The next piece was that we felt our movement didn’t have a very clear sense of what the end game looks like, and without a clear sense of destination, you can’t properly chart a course. Once people have a sense of where they should head, it’s amazing how fast they will figure out how to get there, even if it’s a really challenging destination. Until we put out the Challenge, there weren’t buildings that were both net-zero-energy and net-zero-water. The standard gave them somewhere to go.

How did you decide how far to push the targets in that first iteration?

We tried to be as holistic as possible in terms of the areas of impact, and we also wanted it to be achievable. I wrote it knowing that everything in the Challenge had been reached individually, but they had not been reached together.

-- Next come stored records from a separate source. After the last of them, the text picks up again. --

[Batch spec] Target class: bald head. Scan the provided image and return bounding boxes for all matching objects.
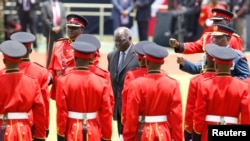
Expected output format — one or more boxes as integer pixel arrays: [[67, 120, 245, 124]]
[[114, 27, 132, 51]]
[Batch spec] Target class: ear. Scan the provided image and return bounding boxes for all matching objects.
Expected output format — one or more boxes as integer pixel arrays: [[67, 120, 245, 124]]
[[3, 58, 6, 64], [214, 62, 218, 70]]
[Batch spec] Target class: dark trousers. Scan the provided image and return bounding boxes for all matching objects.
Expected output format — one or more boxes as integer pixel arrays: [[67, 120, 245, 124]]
[[117, 110, 123, 135], [137, 21, 149, 41]]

This past fall, the first Living Building certifications were issued. What’s next?

Our ultimate end goal is to change the way we build. We need to rethink our cities and our buildings and everything in our communities so that we can stick around on this planet. More pragmatically, in the short term we want to see examples of this kind of performance in communities everywhere. We need living buildings in every building type in every community.

What do you think most sets the Challenge apart from other green building systems such as LEED? One main difference, of course, is requiring a minimum of 12 months of operational data.

That’s one of the biggest things: that we deal with actual measured performance. We think that’s really important. Interesting enough, we also deal with subjective issues that no other program deals with. For example, we’re the only program that also says beauty is important to performance, and we look at things like food and transportation in version 2.0 of the Challenge. Another difference is we have one unified standard that crosses building scales and applies to all projects. You can do a living building park, a living building remodel, a living building house, or a neighborhood-scale project, and they all follow the same standard. What you do to achieve the requirements changes dramatically and it’s up to the design team to figure out how to do that in each context. So the responses are infinite, but the system is simple.

How do you judge those more subjective elements?

It depends very much on each element. The beauty petal is the one people often are most interested in. The criteria in that petal are softer than when related to energy, which you can specifically measure. Our purpose in examining beauty is not to be beauty judges. What we’re trying to find is intention and whether the project teams are designing with the intention of creating a place of beauty. In our standard, the owner, the occupant, and the architect have to submit essays as to why the building was designed for human delight and why it will be a great building. If the occupants hate the building and the architect thinks it’s great, there’s a good chance they won’t get that petal.

It isn’t based on what I think is beautiful. It’s more about perspective and intention. Is it going to be a building that people will take care of? When you don’t take care of something, it doesn’t operate efficiently and is more quickly torn down or not properly maintained. Beauty is important to performance.